Chapter 7 focuses on Bayesian nonparameterics. These models allow for an infinite-dimensional parameter space, but the actual number of parameters grows with sample size. This is an active field of research. Cohen does a laudable job of explaining the basic mathematics behind the Dirichlet process, which generalizes the Dirichlet distribution. He describes the stick-breaking and Chinese Restaurant Process viewpoints, and shows how the Dirichlet process can be used as a prior in a nonparametric mixture model and a hierarchical topic model.
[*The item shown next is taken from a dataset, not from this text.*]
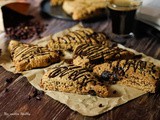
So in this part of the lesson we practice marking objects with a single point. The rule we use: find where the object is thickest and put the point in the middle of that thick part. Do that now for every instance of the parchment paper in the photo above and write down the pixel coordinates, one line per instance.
(84, 104)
Chapter 8, the final chapter, demonstrates how Bayesian techniques can be applied to grammar models in NLP. It focuses on parametric and non-parameteric Bayesian models for probabilistic context-free grammars. I wished there was an additional chapter on other applications besides grammar models. However, I think a reader who completes this book would have gained the technical background to do such a survey by themselves.
In summary, Cohen’s Bayesian Analysis in Natural Language Processing is a good starting point for a researcher or a student who wishes to learn more about Bayesian techniques. It covers the necessary and sufficient knowledge needed to understand papers in this area, and leaves the remaining details as references. It can be viewed as a concise introduction that complements the many excellent statistics textbooks on Bayesian techniques, which tend to be more detailed.
I wish I had this book when I first started to learn Bayesian techniques back in 2009. I recall struggling through several advanced statistics textbooks, before being rescued by Kevin Knight’s classic workbook, “Bayesian Inference with Tears.”1 Cohen’s book might have saved me some Kleenex.